Lesson 17: Backup and Recovery Strategies
Welcome to Lesson 17! Now that you've learned about MongoDB administration, security, and maintenance, it's time to master one of the most critical aspects of database management: backup and recovery. In this lesson, you'll learn various strategies to protect your MongoDB data against loss and how to restore it when needed.
Learning Goals:
- Understand different MongoDB backup methods
- Implement mongodump and mongorestore for logical backups
- Configure filesystem snapshots for physical backups
- Set up point-in-time recovery with oplog
- Develop a comprehensive backup strategy
Understanding Backup Types
MongoDB supports two main types of backups: logical backups and physical backups.

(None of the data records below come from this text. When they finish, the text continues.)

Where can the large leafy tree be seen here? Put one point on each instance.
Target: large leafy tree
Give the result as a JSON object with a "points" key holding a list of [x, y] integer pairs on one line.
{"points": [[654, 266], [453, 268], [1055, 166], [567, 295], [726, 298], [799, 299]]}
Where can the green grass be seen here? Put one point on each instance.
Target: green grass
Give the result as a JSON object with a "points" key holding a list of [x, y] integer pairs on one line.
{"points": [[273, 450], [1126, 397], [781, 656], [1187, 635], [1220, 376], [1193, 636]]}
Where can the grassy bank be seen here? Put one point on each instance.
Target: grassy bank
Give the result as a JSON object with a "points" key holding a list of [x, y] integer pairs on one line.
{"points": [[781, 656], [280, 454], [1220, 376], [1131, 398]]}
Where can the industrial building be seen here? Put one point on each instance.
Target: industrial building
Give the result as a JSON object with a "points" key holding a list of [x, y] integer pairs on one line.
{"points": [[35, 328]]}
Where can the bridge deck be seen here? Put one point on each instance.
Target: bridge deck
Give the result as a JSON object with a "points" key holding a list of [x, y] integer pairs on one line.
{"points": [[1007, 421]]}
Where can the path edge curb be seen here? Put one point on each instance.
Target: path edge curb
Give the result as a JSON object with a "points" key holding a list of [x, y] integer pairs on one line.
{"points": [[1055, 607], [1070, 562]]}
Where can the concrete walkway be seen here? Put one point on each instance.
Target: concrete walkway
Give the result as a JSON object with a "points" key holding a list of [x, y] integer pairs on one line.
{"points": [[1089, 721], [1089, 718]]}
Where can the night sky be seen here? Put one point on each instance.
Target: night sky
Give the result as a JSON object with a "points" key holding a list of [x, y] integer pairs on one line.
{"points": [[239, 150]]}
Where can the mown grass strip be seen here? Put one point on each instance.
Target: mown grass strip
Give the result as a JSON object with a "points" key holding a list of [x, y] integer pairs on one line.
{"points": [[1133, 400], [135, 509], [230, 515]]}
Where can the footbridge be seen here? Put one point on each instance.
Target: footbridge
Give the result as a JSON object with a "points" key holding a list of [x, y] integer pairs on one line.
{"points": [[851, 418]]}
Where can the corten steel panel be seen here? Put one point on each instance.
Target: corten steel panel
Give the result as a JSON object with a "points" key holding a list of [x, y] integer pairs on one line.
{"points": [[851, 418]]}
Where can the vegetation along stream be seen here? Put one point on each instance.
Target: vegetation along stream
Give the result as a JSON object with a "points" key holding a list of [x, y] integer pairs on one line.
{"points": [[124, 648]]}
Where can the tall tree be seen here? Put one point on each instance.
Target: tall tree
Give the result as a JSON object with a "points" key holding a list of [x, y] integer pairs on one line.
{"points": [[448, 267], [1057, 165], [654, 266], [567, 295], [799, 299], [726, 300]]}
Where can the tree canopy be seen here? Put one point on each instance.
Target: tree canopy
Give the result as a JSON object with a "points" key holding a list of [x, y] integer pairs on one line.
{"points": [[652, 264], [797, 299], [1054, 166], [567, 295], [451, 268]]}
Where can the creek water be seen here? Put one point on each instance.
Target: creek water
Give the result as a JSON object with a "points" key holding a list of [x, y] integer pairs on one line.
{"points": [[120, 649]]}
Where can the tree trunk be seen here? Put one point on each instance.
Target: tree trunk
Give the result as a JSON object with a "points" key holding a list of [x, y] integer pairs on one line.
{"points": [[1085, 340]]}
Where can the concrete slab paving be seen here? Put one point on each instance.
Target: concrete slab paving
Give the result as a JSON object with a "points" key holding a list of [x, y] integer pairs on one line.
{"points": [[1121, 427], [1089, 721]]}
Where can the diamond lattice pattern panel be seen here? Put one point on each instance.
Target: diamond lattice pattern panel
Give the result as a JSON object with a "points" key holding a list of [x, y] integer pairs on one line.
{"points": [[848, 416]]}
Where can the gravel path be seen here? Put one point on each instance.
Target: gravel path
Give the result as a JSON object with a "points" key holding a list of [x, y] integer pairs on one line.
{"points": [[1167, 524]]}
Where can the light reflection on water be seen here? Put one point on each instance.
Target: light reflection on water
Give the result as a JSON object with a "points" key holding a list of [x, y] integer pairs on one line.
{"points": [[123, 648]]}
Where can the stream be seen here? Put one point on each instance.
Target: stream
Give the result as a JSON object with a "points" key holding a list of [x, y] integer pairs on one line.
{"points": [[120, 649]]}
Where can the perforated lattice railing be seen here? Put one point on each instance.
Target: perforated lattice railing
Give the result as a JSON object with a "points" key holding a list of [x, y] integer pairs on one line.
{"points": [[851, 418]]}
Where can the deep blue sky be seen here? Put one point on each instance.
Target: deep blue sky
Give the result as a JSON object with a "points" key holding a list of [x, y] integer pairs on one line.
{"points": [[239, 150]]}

Logical backups (mongodump/mongorestore) export data in JSON/BSON format, providing flexibility but potentially slower for large datasets.
Physical backups (filesystem snapshots) copy the actual database files, offering faster backup/restore times but requiring database consistency.
For production systems, combine both approaches: use filesystem snapshots for regular backups and logical backups for selective data recovery.
Logical Backups with mongodump
The mongodump tool creates binary exports of your database content. Let's explore its practical usage.
Basic mongodump Usage
# Backup entire MongoDB instance
mongodump --uri="mongodb://localhost:27017" --out=/backup/$(date +%Y%m%d)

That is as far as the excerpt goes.